For the winds they heard up on the plateau were strong. Their distant bellowing, shouting tumult came down through the night to Brent like a hubbub of great voices calling to each other, good-humored, rollicking shouts of jovially brawling wind-giants.

They heard winds of all kinds in that moving uproar high on the plateau: winds that trumpeted and others that wailed and others that shrieked, winds so small that their passage was a whisper and winds so great that they roared; as though winds of all kinds had gathered there and were racing, rollicking, rushing together across the plateau. And as Brent and Dasan An listened they heard over the frolicking wind-voices a different sound. It was a high, silvery whistling, shrill and stabbing and joyous. It was almost the whistle of a screaming wind, yet there was a strange qualitative difference. It rose, fell, rose again and fell again, and as it ceased the wild wind-chorus stormed louder.

They listened until the uproar of winds had receded northward, died out of hearing. Then all was very still.

"Plenty windy up there, all right," Brent repeated, breaking the silence. "I hope it's not that bad tomorrow."

"Maybe better to wait until not so much wind before we try to climb plateau?" Dasan An suggested quickly.

"Nonsense, we're not going to let a little wind hold us back," Brent told him. "The sooner we get up onto the plateau, the better."

"That quite right, quite right," the Turki agreed hastily. "We not ignorant people to be afraid of winds."

Next morning they found a zigzag path up the plateau's side less than a mile from their camp, and started the climb. As they dragged the camels up from ledge to ledge, Brent saw that his companion looked constantly up toward the nearing rim.

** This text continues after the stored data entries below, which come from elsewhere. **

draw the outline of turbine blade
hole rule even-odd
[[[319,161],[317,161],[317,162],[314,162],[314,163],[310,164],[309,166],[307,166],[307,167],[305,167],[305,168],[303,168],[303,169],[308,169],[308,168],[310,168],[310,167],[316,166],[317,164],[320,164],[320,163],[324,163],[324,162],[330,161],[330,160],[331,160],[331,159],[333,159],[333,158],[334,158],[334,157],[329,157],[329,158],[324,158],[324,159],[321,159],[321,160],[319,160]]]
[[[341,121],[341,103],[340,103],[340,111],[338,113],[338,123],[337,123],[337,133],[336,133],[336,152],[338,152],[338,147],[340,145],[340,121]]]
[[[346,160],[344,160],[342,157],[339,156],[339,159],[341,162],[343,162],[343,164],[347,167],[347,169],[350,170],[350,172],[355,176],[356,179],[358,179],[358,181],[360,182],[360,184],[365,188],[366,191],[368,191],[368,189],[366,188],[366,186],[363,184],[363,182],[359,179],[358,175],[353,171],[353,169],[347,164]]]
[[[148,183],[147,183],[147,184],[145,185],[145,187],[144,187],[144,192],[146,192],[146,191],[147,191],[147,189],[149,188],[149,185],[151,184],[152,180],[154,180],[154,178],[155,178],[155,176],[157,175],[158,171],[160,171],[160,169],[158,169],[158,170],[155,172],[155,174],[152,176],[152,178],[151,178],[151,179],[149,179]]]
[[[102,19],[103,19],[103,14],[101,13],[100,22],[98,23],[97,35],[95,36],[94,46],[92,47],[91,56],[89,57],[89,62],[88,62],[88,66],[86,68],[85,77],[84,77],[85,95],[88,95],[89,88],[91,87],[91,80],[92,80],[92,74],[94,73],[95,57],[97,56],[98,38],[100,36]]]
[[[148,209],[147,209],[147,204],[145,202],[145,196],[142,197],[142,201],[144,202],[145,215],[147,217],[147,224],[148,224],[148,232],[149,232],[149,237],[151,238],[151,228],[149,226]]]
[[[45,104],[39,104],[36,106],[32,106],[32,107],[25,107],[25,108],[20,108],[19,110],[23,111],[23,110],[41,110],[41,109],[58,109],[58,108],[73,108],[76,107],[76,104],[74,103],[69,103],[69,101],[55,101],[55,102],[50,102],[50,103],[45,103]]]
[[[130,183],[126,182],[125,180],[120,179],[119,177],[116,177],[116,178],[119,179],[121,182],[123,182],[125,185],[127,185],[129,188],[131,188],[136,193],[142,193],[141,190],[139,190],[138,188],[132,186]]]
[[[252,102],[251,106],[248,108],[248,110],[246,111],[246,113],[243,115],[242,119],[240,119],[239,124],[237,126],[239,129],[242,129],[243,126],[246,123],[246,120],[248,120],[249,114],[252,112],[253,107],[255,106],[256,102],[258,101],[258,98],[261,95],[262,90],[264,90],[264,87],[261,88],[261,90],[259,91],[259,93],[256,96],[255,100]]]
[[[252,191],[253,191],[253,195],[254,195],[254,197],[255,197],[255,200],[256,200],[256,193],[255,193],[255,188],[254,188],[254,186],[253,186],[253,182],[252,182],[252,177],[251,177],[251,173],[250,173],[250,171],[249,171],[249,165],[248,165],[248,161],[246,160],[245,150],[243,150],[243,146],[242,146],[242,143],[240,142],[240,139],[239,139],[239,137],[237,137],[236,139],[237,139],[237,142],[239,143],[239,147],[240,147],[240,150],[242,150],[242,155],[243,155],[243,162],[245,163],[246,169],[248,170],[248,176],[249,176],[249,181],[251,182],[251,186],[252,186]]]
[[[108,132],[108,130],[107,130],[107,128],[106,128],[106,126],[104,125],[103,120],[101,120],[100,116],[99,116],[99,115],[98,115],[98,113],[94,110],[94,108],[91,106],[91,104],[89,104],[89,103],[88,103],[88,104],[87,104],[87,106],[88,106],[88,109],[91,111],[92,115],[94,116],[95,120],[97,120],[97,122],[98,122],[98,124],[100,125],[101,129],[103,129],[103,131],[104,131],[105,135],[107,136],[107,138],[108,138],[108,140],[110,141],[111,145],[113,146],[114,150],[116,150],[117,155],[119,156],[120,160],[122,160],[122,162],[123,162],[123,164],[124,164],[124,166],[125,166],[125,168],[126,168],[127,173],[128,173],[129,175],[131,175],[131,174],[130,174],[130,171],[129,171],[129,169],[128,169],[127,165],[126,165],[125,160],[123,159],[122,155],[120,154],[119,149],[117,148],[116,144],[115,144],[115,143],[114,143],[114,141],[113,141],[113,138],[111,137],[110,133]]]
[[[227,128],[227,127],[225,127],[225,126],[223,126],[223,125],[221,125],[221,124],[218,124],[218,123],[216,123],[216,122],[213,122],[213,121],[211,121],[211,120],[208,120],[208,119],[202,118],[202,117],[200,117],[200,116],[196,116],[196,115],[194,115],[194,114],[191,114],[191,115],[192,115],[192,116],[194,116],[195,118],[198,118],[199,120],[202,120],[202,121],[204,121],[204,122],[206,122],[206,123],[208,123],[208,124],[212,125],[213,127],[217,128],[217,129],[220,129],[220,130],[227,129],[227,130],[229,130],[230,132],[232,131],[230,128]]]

IT WAS late afternoon by the time they scaled the last ledge and stood panting on the rim. The Plateau of the Winds lay before them, a brown, barren plain. Miles in toward its center rose two tall pinnacles of rock, but all the rest was level, dusty, bare.

There were no winds blowing where they stood. The only visible sign of winds was a few thousand feet across the plateau where a group of little winds were moving, visible by the sand-whirls they raised from the plain, whisking and scurrying this way and that.

"There ought to be water at those rockpinnacles," said Brent, gazing against the sun. "We could use it."

But Dasan An was staring at the distant sand-whirls. "See—small winds. Let us hope they not come near."